Washing machine according to claim 3, characterized in that the washing machine is designed to guide the aqueous liquid (6) through the at least one filtration device (17,29,30) during the entire duration of all the laundry treatment steps of a washing program.

5. Washing machine according to one of the preceding claims, characterized in that it comprises a first and / or second storage container (22,24) for purified and / or softened water.

6. Washing machine according to one of the preceding claims, characterized in that the at least one filtration device (17,29,30) is a reverse osmosis device, a nanofiltration device, an electrodialysis device and / or an ion exchanger.

7. Washing machine according to one of the preceding claims, characterized in that the at least one filtration device (17,29,30) has a mean pore size of> 1 μηη, <0, 1 μηη, <0.01 or <0.001 μηη has.

8. Washing machine according to claim 7, characterized in that it has three filtration devices (17,29,30), of which a second filtration device (17) over a mean pore size of> 1 μηι, a third filtration device (29) over a middle Pore size of <0.1 μηη and a first filtration device (30) has a mean pore size of <0.01 μηη has.

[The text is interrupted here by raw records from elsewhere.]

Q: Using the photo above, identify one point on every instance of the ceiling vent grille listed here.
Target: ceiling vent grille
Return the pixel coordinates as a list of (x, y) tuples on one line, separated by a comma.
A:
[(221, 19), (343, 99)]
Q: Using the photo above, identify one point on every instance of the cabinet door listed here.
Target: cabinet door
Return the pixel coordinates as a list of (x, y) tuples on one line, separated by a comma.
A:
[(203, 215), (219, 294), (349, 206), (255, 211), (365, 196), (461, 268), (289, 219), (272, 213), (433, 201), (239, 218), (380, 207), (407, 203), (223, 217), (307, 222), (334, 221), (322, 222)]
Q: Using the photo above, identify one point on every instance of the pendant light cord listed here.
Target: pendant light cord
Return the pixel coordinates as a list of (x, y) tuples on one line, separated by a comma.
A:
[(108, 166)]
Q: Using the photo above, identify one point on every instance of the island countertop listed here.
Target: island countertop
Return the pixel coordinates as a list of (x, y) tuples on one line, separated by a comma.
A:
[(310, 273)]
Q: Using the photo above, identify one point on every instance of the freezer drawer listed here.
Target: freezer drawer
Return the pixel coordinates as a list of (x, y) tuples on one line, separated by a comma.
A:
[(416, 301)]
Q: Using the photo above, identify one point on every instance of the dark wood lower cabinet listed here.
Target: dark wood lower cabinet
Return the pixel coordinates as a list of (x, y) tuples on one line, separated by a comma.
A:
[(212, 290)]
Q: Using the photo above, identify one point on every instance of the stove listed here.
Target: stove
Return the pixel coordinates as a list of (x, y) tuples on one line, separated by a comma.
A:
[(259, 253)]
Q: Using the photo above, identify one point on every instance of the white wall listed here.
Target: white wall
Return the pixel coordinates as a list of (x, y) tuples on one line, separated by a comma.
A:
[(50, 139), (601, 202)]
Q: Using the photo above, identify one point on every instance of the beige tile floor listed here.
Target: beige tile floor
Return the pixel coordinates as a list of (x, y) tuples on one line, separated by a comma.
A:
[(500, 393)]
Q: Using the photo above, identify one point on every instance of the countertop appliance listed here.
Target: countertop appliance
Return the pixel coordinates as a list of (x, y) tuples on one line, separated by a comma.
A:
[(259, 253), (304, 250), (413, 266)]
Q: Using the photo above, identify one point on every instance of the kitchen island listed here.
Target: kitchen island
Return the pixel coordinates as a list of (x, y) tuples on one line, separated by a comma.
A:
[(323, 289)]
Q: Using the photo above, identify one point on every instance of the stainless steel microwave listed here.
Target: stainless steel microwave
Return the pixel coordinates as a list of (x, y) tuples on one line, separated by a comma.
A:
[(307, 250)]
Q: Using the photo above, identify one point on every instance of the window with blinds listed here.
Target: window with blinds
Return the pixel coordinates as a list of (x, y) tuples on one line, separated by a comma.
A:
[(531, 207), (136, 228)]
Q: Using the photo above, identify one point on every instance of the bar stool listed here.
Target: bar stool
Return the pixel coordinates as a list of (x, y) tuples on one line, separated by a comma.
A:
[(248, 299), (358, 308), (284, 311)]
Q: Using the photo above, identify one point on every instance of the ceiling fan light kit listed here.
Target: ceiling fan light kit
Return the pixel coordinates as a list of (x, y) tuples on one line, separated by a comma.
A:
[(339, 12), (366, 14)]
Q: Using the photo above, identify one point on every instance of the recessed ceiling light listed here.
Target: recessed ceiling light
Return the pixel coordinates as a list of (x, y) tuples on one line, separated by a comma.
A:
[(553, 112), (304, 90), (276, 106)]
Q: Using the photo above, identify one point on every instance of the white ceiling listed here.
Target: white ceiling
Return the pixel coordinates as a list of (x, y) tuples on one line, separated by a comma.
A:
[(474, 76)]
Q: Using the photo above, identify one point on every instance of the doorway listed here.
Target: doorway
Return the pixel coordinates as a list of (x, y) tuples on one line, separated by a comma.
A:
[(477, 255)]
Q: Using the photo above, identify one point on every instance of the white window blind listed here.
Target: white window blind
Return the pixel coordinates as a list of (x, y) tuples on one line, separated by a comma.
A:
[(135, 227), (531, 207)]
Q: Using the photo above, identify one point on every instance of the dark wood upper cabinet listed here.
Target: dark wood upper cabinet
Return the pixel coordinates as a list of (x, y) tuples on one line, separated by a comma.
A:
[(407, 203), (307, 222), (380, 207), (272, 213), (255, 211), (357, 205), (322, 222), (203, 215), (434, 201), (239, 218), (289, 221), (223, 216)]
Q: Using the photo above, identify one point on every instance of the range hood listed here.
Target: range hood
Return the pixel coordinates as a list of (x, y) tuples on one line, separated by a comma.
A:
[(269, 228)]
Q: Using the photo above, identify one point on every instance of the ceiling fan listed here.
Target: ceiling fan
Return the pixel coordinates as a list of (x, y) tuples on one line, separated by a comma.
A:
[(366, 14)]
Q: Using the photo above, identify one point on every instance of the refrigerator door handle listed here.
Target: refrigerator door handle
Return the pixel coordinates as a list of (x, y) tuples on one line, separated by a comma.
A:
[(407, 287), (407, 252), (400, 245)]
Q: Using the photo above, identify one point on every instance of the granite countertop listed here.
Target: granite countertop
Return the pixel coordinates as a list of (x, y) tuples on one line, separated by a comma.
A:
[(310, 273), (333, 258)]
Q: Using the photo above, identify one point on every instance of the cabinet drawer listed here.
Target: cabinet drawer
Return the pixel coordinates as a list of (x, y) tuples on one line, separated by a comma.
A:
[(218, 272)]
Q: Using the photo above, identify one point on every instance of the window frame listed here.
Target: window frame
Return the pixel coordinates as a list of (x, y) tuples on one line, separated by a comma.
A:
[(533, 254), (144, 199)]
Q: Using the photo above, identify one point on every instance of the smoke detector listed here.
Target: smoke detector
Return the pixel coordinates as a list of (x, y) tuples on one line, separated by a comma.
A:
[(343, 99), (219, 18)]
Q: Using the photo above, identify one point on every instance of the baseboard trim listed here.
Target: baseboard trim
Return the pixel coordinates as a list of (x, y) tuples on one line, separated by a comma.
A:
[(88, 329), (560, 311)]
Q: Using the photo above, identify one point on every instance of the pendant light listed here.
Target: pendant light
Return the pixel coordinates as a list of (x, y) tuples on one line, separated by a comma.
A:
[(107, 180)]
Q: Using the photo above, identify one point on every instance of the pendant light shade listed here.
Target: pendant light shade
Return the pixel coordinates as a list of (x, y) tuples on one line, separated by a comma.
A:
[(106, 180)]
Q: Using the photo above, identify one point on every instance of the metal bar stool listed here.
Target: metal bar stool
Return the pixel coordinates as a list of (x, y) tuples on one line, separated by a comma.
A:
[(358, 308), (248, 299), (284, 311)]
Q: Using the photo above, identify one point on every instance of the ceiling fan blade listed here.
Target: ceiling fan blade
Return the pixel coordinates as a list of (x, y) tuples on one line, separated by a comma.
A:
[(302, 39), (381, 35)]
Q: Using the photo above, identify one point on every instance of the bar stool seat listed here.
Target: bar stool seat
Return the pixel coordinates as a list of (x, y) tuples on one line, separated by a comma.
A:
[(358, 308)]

9. Washing machine according to one of the preceding claims, characterized in that it comprises a first sensor (19) for determining the functionality of the filtration device (17,29,30).

10. Washing machine according to one of the preceding claims, characterized in that it additionally comprises a display device (21) for displaying the functionality of the at least one filtration device (17,29,30).

1 1. A method for treating laundry in a washing machine with a tub (1), a laundry drum (2), a water supply system (8,9), a drain pump (16), a program control (12) and at least one filtration device (17, 29,30), wherein the at least one filtration device (17,29,30) between the tub (1) and a supply line (10) to the tub (1) is arranged and the washing machine is designed so that an aqueous liquid (6) present in the suds container (1) can be filtered at least temporarily during a laundry treatment step by passing it through the at least one filtration device (17, 29, 30) and returned to the suds container (1),

 characterized in that in the tub (1) existing aqueous liquid (6) at least temporarily during the laundry treatment step by passing through the at least one filtration device (17,29,30) is filtered and fed back to the tub (1), wherein at least two filtration devices (17,29,30) of different average pore size are present.

12. The method according to claim 1 1, characterized in that the aqueous liquid (6) used in a laundry treatment step, depending on the type of laundry treatment step and / or a detected loading of the aqueous liquid with impurities and laundry treatment agent through the filtration device (17,29, 30) and returned to the tub (1) is supplied.

13. The method according to claim 12, characterized in that the aqueous liquid (6) depending on the type of laundry treatment step and / or a detected loading of the aqueous liquid (6) with impurities and laundry treatment agent by one of at least three filtration devices (17,29 , 30), of which a second filtration device (30) over a mean pore size of> 1 μηι, a third filtration device (29) over a mean pore size of <0, 1 μηη and a first filtration device (17) over a mean pore size of <0.01 μηη features.